C’est que la croissance suppose des fondements solides. Elle ne dépend pas de telle ou telle mesure conjoncturelle, fût-elle salutaire à court terme, mais d’un petit nombre de secteurs déterminants pour l’ensemble de l’activité. Au premier rang d’entre eux figure la source énergétique leur permettant de se développer. Le visage économique du xixe siècle n’est pas le même avec le charbon ou avec le pétrole. Sous le règne de ce dernier, il est possible d’identifier ce qu’on pourrait appeler de véritables chocs d’offre. Tour à tour, avec les à-coups d’une histoire qui n’est jamais linéaire, les domaines suivants ont dopé la croissance : l’automobile, l’aviation, la conquête de l’espace, l’informatique, Internet… Chaque fois, ces inventions majeures ont façonné le visage de l’économie, pas seulement d’un point de vue national, mais mondial.
L’observation de la liste de ces chocs d’offre montre qu’ils sont tous d’origine américaine. Certes, le français Cugnot inventa en 1770 le premier véhicule automobile à vapeur, mais l’industrie de masse vint un siècle plus tard d’Amérique. Le français Ader vola sans doute le premier dans les airs en 1890, mais l’aviation américaine conquit le monde. Et ainsi de suite.
Pour sortir du marasme, l’Europe pourrait provoquer à son tour un choc d’offre. Les émissions de co2 liées aux modèles qui s’essoufflent (charbon, pétrole, gaz) et l’inquiétude attachée au nucléaire annoncent un monde bien différent de celui que nous quittons peu à peu. Et puisque la grande question d’aujourd’hui est la conservation des énergies, l’Union européenne devrait concentrer ses forces sur cet avenir, où la maîtrise énergétique sera l’arme absolue du développement durable.
A deux conditions. D’abord, une puissante volonté politique. C’est la prise de conscience. Ensuite, une véritable politique commune aux Etats membres de l’Union. C’est la prise de position.

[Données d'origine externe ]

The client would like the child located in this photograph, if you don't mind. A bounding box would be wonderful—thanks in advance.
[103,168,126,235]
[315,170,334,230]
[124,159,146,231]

Et comme il vaut mieux se répéter que se contredire, nous défendons ici de nouveau l’idée d’un grand emprunt lancé solidairement par les pays européens – à commencer par le couple franco-allemand retrouvé –, consacré à la recherche fondamentale et à ses applications possibles dans le champ de la conservation des énergies, notamment bien sûr les renouvelables.
De tels investissements, décisifs, seront financés par des eurobonds, qui ne doivent pas être des titres mutualisant les dettes actuelles, comme on le dit faussement ici ou là, mais des obligations souscrites par la population européenne pour financer de nouveaux projets majeurs. Ils seront ainsi porteurs d’Europe et soutiens de croissance pour le monde. Cela prendra du temps. Peut-être dix ans. N’en perdons pas. Commençons immédiatement.